就连保姆都看得出来他心情变得有多糟,自然不敢多言。朱助理知道,此时就算任何语言怕是都无法平复颜玦此时的心绪,所以之后病房内的气氛更是凝滞。
保姆出入都是轻手轻脚的,大气都不敢喘。
上午十点左右,朱助理再次敲门进来,报告说:“颜少,骆少来了。”
骆少腾过来自然不是单纯探病来的,颜玦打起精神坐起,两人有事要谈,朱助理便先带了保姆出去,自己在门口把守。
空间安静下来,骆少腾昨晚就来过,虽然并没有表现出有多么急迫,但确实是有事,两个男人在里面密谈了许久才散。
颜玦也在骆少腾走后终于吃进去一点东西,下午做检查回来,便发现病房里又多了一个不速之客——韩茜。

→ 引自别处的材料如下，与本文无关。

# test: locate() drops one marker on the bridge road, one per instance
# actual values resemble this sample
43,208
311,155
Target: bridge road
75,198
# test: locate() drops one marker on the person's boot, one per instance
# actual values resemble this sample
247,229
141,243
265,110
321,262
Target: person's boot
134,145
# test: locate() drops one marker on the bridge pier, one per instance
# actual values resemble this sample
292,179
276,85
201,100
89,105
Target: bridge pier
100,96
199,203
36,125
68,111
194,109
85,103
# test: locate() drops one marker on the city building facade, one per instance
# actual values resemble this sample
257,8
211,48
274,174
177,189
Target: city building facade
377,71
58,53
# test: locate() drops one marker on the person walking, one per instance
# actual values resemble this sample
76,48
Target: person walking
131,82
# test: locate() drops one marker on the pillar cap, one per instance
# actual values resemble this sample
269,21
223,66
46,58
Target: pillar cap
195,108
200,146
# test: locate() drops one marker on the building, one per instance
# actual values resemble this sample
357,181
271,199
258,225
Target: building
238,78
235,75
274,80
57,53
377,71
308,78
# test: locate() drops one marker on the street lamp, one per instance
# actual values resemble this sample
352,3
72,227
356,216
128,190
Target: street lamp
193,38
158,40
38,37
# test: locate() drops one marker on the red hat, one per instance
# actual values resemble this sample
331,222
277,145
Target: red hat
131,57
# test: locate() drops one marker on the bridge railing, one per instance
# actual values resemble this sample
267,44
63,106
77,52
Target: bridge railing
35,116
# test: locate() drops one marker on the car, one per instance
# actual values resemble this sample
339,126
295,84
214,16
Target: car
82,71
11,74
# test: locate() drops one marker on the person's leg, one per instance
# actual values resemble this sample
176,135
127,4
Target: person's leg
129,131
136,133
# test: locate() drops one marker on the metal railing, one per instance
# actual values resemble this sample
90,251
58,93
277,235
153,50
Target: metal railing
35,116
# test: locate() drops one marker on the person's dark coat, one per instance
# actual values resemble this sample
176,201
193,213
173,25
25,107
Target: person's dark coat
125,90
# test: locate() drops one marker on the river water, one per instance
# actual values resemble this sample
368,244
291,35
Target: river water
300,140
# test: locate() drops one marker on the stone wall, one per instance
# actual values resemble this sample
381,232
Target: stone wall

她今天新换了一身衣服,而且看得出来出门前特意化了个妆,不浓,淡妆,应该是想让她本人看起来气色好一点。不过不如意这种事就是再怎么刻意遮掩,似乎都无济于事。
反倒是颜玦,昨晚还在昏迷的人,哪怕此时身上穿着蓝格子的病号服。他心情不好也不掩饰,可是并不显懦弱,反倒是整个人只会让人感到冷硬、锋利,哪怕昨晚被抛下的人是他。